One afternoon he was helping his uncle grind wheat in an old

fashioned mill. The uncle operated a large farm on which a number

of colored sharecrop farmers lived. Quietly, the door was opened,

and a small colored child, the daughter of a tenant, walked in and took her place near the door.

The uncle looked up, saw the child, and barked at her roughly,

“what do you want?”

Meekly, the child replied, “My mammy say send her fifty cents.”

“I’ll not do it,” the uncle retorted, “Now you run on home.”

“Yas sah,” the child replied. But she did not move.

The uncle went ahead with his work, so busily engaged that he

did not pay enough attention to the child to observe that she did

not leave. When he looked up and saw her still standing there, he

yelled at her, “I told you to go on home! Now go, or I’ll take a switch

to you.”

The little girl said “yas sah,” but she did not budge an inch.

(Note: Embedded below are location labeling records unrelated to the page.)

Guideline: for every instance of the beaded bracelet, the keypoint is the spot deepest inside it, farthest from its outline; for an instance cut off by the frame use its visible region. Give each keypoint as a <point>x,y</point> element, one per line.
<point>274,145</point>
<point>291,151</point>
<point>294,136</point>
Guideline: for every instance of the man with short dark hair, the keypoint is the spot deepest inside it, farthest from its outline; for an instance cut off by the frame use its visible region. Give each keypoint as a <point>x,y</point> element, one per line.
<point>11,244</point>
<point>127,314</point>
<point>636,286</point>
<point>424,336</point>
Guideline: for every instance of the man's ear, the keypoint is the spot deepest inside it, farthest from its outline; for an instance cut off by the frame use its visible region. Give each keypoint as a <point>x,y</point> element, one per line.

The uncle dropped a sack of grain he was about to pour into

the mill hopper, picked up a barrel stave, and started toward the

child with an expression on his face that indicated trouble.

Darby held his breath. He was certain he was about to witness

a murder. He knew his uncle had a fierce temper. He knew that

colored children were not supposed to defy white people in that part

of the country.

When the uncle reached the spot where the child was

standing, she quickly stepped forward one step, looked up into his

eyes, and screamed at the top of her shrill voice,

“MY MAMMY’S GOTTA HAVE THAT FIFTY CENTS!”

The uncle stopped, looked at her for a minute, then slowly laid

the barrel stave on the floor, put his hand in his pocket, took out

half a dollar, and gave it to her.

The child took the money and slowly backed toward the door,

never taking her eyes off the man whom she had just conquered.

After she had gone, the uncle sat down on a box and looked out the

window into space for more than ten minutes. He was pondering,

with awe, over the whipping he had just taken.